Taco Bell Funding, LLC (the “Issuer”), a special purpose limited liability company and a direct, wholly-owned subsidiary of Taco Bell Corp. (“TBC”), through a series of securitization transactions, has previously issued fixed rate senior secured notes collectively referred to as the “Securitization Notes” (details can be found within our 2024 Form 10-K). On September 24, 2025, the Issuer completed refinancing certain of such notes through the issuance of additional Securitization Notes totaling $1.5 billion (the “2025-1 Notes”). The net proceeds from the issuance of the 2025-1 Notes were used to repay in full an existing series of Securitization Notes totaling $938 million with an Anticipated Repayment Date (as defined in the Base Indenture) of May 2026. The remaining net proceeds were used to pay certain transaction-related expenses and for general corporate purposes (including, without limitation, purchases of franchised restaurants in the quarter ended December 31, 2025). The following table summarizes the series of Securitization Notes issued in the quarter ended September 30, 2025:

   Interest Rate
Issuance Date
Anticipated Repayment Date(a)
Outstanding Principal (in millions)Stated
Effective(b)
September 2025August 2030$1,000 4.821 %5.039 %
September 2025August 2032$500 5.049 %5.213 %

(a)    The legal final maturity date of the 2025-1 Notes is in August 2055. However, if the Issuer has not repaid or refinanced any series of these or previously existing Securitization Notes, prior to their respective Anticipated Repayment Dates, the rapid amortization of principal of all Securitization Notes may occur, in which event additional interest will accrue on all Securitization Notes, as provided in the Base Indenture for the Securitization Notes.

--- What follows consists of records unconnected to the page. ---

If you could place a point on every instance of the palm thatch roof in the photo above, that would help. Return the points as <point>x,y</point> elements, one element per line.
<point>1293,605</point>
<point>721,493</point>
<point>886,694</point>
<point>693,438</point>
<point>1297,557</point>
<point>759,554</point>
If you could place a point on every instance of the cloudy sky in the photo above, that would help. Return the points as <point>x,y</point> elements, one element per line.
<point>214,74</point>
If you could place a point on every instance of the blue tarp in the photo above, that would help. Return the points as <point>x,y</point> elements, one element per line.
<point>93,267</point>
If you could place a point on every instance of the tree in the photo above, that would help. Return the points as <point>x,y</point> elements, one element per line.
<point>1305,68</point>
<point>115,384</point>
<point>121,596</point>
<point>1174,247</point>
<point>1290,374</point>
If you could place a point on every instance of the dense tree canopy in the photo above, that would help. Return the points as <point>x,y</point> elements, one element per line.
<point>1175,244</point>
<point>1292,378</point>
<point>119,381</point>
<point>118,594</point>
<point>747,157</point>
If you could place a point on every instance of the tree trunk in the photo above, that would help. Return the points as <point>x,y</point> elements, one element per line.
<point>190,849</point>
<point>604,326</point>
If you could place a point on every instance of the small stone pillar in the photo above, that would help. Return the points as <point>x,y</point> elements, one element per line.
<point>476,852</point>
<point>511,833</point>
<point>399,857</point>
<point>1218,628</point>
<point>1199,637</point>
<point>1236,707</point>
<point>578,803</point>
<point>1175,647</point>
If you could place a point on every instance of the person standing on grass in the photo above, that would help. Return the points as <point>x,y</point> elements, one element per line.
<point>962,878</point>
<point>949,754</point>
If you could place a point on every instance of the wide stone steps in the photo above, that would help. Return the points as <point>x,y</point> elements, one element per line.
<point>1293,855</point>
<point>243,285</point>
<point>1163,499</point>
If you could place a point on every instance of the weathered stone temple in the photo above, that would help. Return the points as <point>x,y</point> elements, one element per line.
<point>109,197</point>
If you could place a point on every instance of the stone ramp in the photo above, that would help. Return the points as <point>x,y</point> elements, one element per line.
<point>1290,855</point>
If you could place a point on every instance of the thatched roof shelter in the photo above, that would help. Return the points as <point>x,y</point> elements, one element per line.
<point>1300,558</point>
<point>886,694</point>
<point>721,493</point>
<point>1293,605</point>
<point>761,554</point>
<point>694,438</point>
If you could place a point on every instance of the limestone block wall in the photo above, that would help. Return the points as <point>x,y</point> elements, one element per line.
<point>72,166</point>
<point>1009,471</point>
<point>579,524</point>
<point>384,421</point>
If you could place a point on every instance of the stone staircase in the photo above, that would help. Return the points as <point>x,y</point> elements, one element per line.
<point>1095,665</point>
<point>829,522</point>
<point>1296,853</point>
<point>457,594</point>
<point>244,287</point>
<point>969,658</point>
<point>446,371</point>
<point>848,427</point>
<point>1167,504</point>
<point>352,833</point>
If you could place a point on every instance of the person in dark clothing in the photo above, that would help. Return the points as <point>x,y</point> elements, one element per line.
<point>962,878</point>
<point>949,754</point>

(b)    Includes the effects of the amortization of any debt issuance costs.

Payments of interest and principal on the 2025-1 Notes are made from the continuing fees paid pursuant to the franchise and license agreements with all U.S. Taco Bell restaurants, including both company and franchise operated restaurants. Interest on and principal payments of the 2025-1 Notes are due on a quarterly basis. In general, no amortization of principal of the 2025-1 Notes is required prior to their Anticipated Repayment Dates unless as of any quarterly measurement date the consolidated leverage ratio (the ratio of total debt to Net Cash Flow (as defined in the Base Indenture)) for the preceding four fiscal quarters of either the Company and its subsidiaries or the Issuer and its subsidiaries exceeds 5.5:1, in which case amortization payments of 1% per year of the outstanding principal as of the closing of the related 2025-1 Notes are required.
As a result of the issuance of the 2025 Notes, $14 million of fees were capitalized as debt issuance costs. The debt issuance costs are being amortized to Interest expense, net through the Anticipated Repayment Dates of the Securitization Notes utilizing the effective interest rate method.

Details of our Short-term borrowings and Long-term debt as of December 31, 2024 can be found within our 2024 Form 10-K.

Cash paid for interest during the years to date ended September 30, 2025 and 2024, was $364 million and $356 million, respectively.